When you want to avoid overfitting by simplifying your model.
Syntax
ML Python
from sklearn.feature_selection import RFE
from sklearn.linear_model import LogisticRegression

model = LogisticRegression()
rfe = RFE(estimator=model, n_features_to_select=number_of_features)
rfe.fit(X, y)
selected_features = rfe.support_

estimator is the model used to judge feature importance.

n_features_to_select is how many features you want to keep.

Examples
Using a decision tree to select top 3 features.
ML Python
from sklearn.feature_selection import RFE
from sklearn.tree import DecisionTreeClassifier

model = DecisionTreeClassifier()
rfe = RFE(estimator=model, n_features_to_select=3)
rfe.fit(X, y)
print(rfe.support_)
Selecting only the single most important feature.
ML Python
from sklearn.feature_selection import RFE
from sklearn.linear_model import LogisticRegression

model = LogisticRegression()
rfe = RFE(estimator=model, n_features_to_select=1)
rfe.fit(X, y)
print(rfe.support_)
Edge case: selecting zero features will raise an error.
ML Python
from sklearn.feature_selection import RFE
from sklearn.linear_model import LogisticRegression

model = LogisticRegression()
rfe = RFE(estimator=model, n_features_to_select=0)
rfe.fit(X, y)
print(rfe.support_)
Sample Model

This program loads the iris flower data, uses recursive feature elimination to keep the two most important features, and then predicts the flower type using only those features.

ML Python
from sklearn.datasets import load_iris
from sklearn.feature_selection import RFE
from sklearn.linear_model import LogisticRegression

# Load data
iris = load_iris()
X = iris.data
y = iris.target

# Create model
model = LogisticRegression(max_iter=200)

# Use RFE to select top 2 features
rfe = RFE(estimator=model, n_features_to_select=2)
rfe.fit(X, y)

# Show which features were selected
print('Selected features mask:', rfe.support_)

# Show ranking of features (1 means selected)
print('Feature ranking:', rfe.ranking_)

# Predict using selected features
X_selected = rfe.transform(X)
predictions = rfe.estimator_.predict(X_selected)

# Show first 5 predictions
print('First 5 predictions:', predictions[:5])
OutputSuccess
Important Notes

Time complexity depends on the estimator and number of features; it can be slow for many features.

Space complexity is similar to the estimator's requirements.

Common mistake: setting n_features_to_select to zero or more than total features causes errors.

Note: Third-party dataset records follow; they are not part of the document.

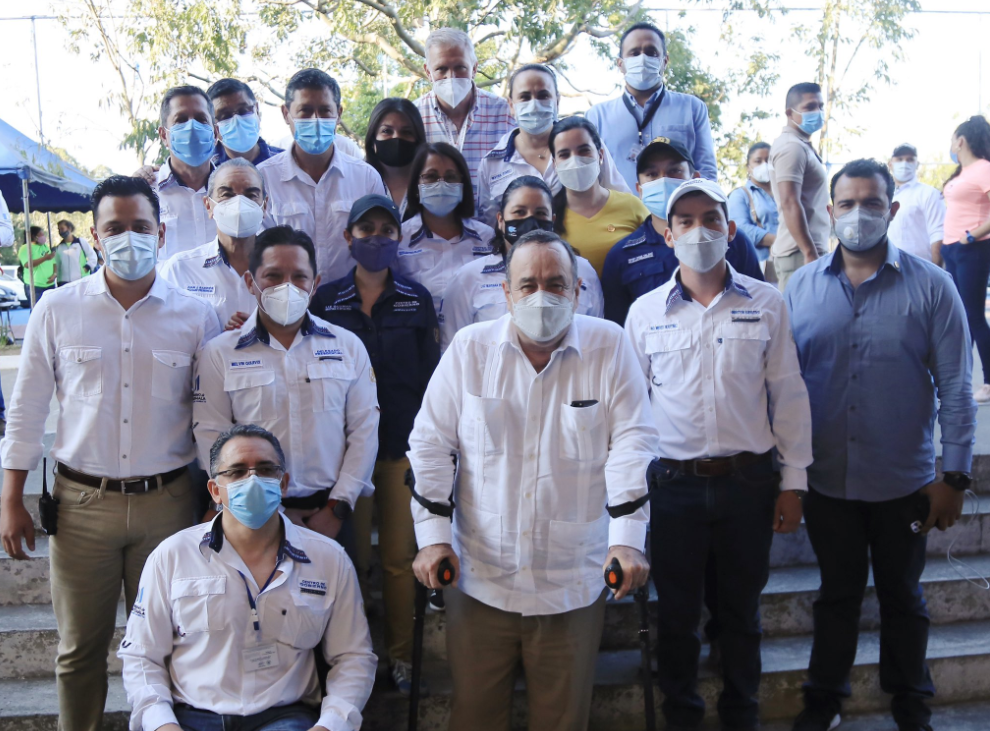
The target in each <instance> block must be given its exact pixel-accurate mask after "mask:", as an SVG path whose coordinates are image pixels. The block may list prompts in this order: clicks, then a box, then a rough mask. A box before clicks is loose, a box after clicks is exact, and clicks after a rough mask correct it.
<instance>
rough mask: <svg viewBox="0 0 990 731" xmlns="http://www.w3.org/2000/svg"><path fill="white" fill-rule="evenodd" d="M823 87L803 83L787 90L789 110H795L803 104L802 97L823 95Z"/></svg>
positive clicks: (794, 85)
mask: <svg viewBox="0 0 990 731" xmlns="http://www.w3.org/2000/svg"><path fill="white" fill-rule="evenodd" d="M821 93H822V87H820V86H819V85H818V84H816V83H815V82H813V81H803V82H801V83H800V84H795V85H794V86H792V87H791V88H790V89H788V90H787V98H786V100H785V102H784V103H785V104H787V108H788V109H794V107H796V106H797V105H798V104H800V103H801V97H803V96H804V95H805V94H821Z"/></svg>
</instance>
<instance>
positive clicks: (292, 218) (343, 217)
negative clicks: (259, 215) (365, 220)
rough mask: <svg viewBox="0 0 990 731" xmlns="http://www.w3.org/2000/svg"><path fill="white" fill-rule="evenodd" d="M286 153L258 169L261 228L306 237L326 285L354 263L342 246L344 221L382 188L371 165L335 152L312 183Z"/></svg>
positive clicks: (294, 159)
mask: <svg viewBox="0 0 990 731" xmlns="http://www.w3.org/2000/svg"><path fill="white" fill-rule="evenodd" d="M293 149H295V148H294V147H290V148H289V149H288V150H286V151H285V152H280V153H279V154H277V155H275V156H274V157H270V158H268V159H267V160H265V161H264V162H263V163H261V164H260V165H259V166H258V170H259V171H260V172H261V174H262V176H264V178H265V185H266V186H267V187H268V212H267V213H266V214H265V220H264V224H263V225H264V226H265V228H271V227H272V226H292V228H294V229H298V230H300V231H305V232H306V233H307V234H309V236H310V238H311V239H313V244H314V245H315V246H316V266H317V269H319V273H320V276H322V277H323V281H324V282H333V281H335V280H337V279H340V278H341V277H342V276H344V275H345V274H347V273H348V272H349V271H350V270H351V267H353V266H354V259H353V257H351V253H350V251H349V250H348V248H347V242H346V241H345V240H344V229H345V228H347V217H348V216H350V214H351V206H352V205H353V204H354V201H356V200H357V199H358V198H361V197H363V196H366V195H371V194H372V193H374V194H377V195H388V192H387V191H386V190H385V183H383V182H382V177H381V176H380V175H379V174H378V171H377V170H375V169H374V168H373V167H371V165H369V164H368V163H366V162H364V161H363V160H358V159H356V158H353V157H351V156H349V155H338V154H337V153H336V152H334V155H333V157H332V158H331V159H330V167H328V168H327V169H326V172H324V173H323V176H322V177H321V178H320V180H319V182H316V181H314V180H313V179H312V178H311V177H310V176H309V173H307V172H305V171H304V170H303V169H302V168H301V167H299V164H298V163H297V162H296V159H295V158H294V157H293V156H292V150H293Z"/></svg>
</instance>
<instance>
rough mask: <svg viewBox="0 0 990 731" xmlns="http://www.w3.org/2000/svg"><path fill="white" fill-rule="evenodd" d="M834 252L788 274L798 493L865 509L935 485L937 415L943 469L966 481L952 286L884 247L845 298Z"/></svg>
mask: <svg viewBox="0 0 990 731" xmlns="http://www.w3.org/2000/svg"><path fill="white" fill-rule="evenodd" d="M881 245H882V244H881ZM841 251H842V250H841V247H840V248H839V249H837V250H836V251H835V252H833V253H831V254H828V255H826V256H823V257H822V258H820V259H818V260H817V261H815V262H812V263H811V264H808V265H805V266H803V267H801V268H800V269H798V270H797V272H795V274H794V275H793V277H792V278H791V281H790V282H789V283H788V285H787V292H786V299H787V306H788V308H789V309H790V312H791V328H792V330H793V333H794V341H795V342H796V343H797V348H798V358H799V360H800V362H801V372H802V375H803V376H804V381H805V384H806V385H807V387H808V396H809V397H810V399H811V422H812V447H813V451H814V458H815V461H814V463H813V464H812V465H811V467H809V468H808V484H809V486H810V487H811V488H813V489H814V490H817V491H818V492H820V493H822V494H824V495H827V496H829V497H833V498H841V499H846V500H864V501H866V502H881V501H885V500H893V499H896V498H901V497H905V496H906V495H909V494H911V493H912V492H914V491H916V490H918V489H919V488H921V487H923V486H924V485H926V484H927V483H929V482H931V481H932V480H934V479H935V445H934V443H933V441H932V432H933V428H934V424H935V416H936V413H937V415H938V421H939V425H940V426H941V428H942V462H943V468H944V469H945V470H946V471H958V472H969V471H970V467H971V465H972V461H973V442H974V434H975V431H976V402H975V401H974V400H973V387H972V370H973V355H972V351H973V347H972V342H971V340H970V336H969V328H968V327H967V325H966V314H965V312H964V310H963V305H962V301H961V300H960V299H959V295H958V293H957V292H956V288H955V286H954V285H953V283H952V279H951V278H950V277H949V275H948V274H946V273H945V272H944V271H943V270H941V269H939V268H938V267H936V266H935V265H934V264H932V263H931V262H927V261H922V260H921V259H919V258H917V257H915V256H912V255H910V254H906V253H904V252H902V251H900V250H899V249H897V248H896V247H895V246H893V245H890V244H888V250H887V259H886V261H885V262H884V264H883V265H882V266H881V267H880V269H879V270H878V271H877V273H876V274H874V275H873V276H872V277H870V278H869V279H867V280H866V281H865V282H863V283H862V284H861V285H860V286H859V287H857V288H856V289H855V290H854V289H853V287H852V285H851V284H850V282H849V279H848V278H847V277H846V275H845V272H844V271H842V260H841V256H842V253H841ZM936 397H937V399H938V402H937V404H936ZM905 529H906V527H905Z"/></svg>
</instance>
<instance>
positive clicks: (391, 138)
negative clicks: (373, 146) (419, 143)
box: [375, 137, 419, 168]
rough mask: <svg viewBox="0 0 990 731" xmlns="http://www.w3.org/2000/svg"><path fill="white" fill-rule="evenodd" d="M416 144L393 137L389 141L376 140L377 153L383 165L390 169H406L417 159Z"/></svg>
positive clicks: (418, 146) (417, 145)
mask: <svg viewBox="0 0 990 731" xmlns="http://www.w3.org/2000/svg"><path fill="white" fill-rule="evenodd" d="M417 147H419V145H418V144H417V143H416V142H410V141H409V140H404V139H402V138H401V137H393V138H391V139H388V140H375V152H376V153H377V154H378V159H379V160H381V162H382V164H383V165H388V166H389V167H390V168H404V167H405V166H406V165H409V164H410V163H411V162H412V160H413V158H414V157H416V148H417Z"/></svg>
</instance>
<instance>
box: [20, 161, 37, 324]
mask: <svg viewBox="0 0 990 731" xmlns="http://www.w3.org/2000/svg"><path fill="white" fill-rule="evenodd" d="M27 182H28V179H27V178H26V177H25V178H22V179H21V195H23V197H24V245H25V246H27V247H28V281H29V282H30V283H31V309H32V310H34V302H35V298H34V254H33V252H32V251H31V199H30V194H29V192H28V185H27Z"/></svg>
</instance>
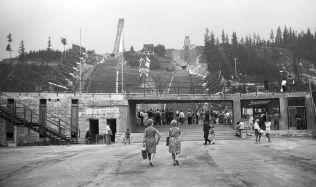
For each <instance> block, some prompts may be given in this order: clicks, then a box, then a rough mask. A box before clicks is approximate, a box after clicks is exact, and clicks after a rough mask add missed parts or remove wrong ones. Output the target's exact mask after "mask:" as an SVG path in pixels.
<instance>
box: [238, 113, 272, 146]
mask: <svg viewBox="0 0 316 187" xmlns="http://www.w3.org/2000/svg"><path fill="white" fill-rule="evenodd" d="M253 120H254V119H253V117H252V116H250V117H249V125H250V127H251V126H252V125H251V123H252V122H253ZM253 128H254V131H255V136H256V143H260V140H261V137H262V136H263V135H264V134H265V135H266V137H267V138H268V142H270V143H271V138H270V134H271V117H270V116H269V115H266V114H261V116H260V117H258V118H256V119H255V120H254V123H253ZM245 129H246V126H245V123H244V122H242V121H238V122H237V127H236V134H235V135H236V136H242V131H243V130H245Z"/></svg>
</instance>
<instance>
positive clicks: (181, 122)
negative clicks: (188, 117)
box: [179, 110, 185, 125]
mask: <svg viewBox="0 0 316 187" xmlns="http://www.w3.org/2000/svg"><path fill="white" fill-rule="evenodd" d="M179 118H180V123H181V125H183V123H184V121H185V115H184V112H183V111H182V110H181V111H180V113H179Z"/></svg>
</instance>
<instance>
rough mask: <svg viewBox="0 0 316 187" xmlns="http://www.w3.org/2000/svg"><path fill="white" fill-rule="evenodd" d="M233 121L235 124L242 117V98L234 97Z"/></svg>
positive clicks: (233, 108) (239, 119)
mask: <svg viewBox="0 0 316 187" xmlns="http://www.w3.org/2000/svg"><path fill="white" fill-rule="evenodd" d="M233 115H234V116H233V119H234V121H233V123H234V125H235V124H236V123H237V121H239V120H240V119H241V105H240V98H234V100H233Z"/></svg>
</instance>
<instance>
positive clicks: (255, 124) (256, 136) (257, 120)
mask: <svg viewBox="0 0 316 187" xmlns="http://www.w3.org/2000/svg"><path fill="white" fill-rule="evenodd" d="M253 128H254V130H255V136H256V143H258V142H260V138H259V136H260V137H261V134H260V132H259V131H260V127H259V119H256V121H255V123H254V125H253Z"/></svg>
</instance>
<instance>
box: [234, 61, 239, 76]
mask: <svg viewBox="0 0 316 187" xmlns="http://www.w3.org/2000/svg"><path fill="white" fill-rule="evenodd" d="M234 61H235V75H236V78H237V77H238V74H237V58H234Z"/></svg>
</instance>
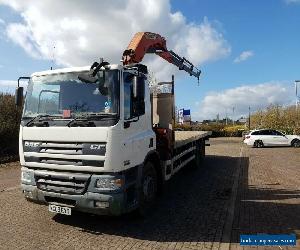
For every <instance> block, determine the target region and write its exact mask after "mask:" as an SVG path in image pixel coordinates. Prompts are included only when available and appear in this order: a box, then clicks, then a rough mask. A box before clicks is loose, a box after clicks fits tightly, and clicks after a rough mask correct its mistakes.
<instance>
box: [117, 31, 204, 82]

Use RFE when you want to reduce features based on model importance; use other methods if you want filter-based selection.

Summary

Recursive feature elimination removes less important features step by step.

It helps improve model speed and understanding by keeping only key features.

You need to choose a model to judge feature importance and how many features to keep.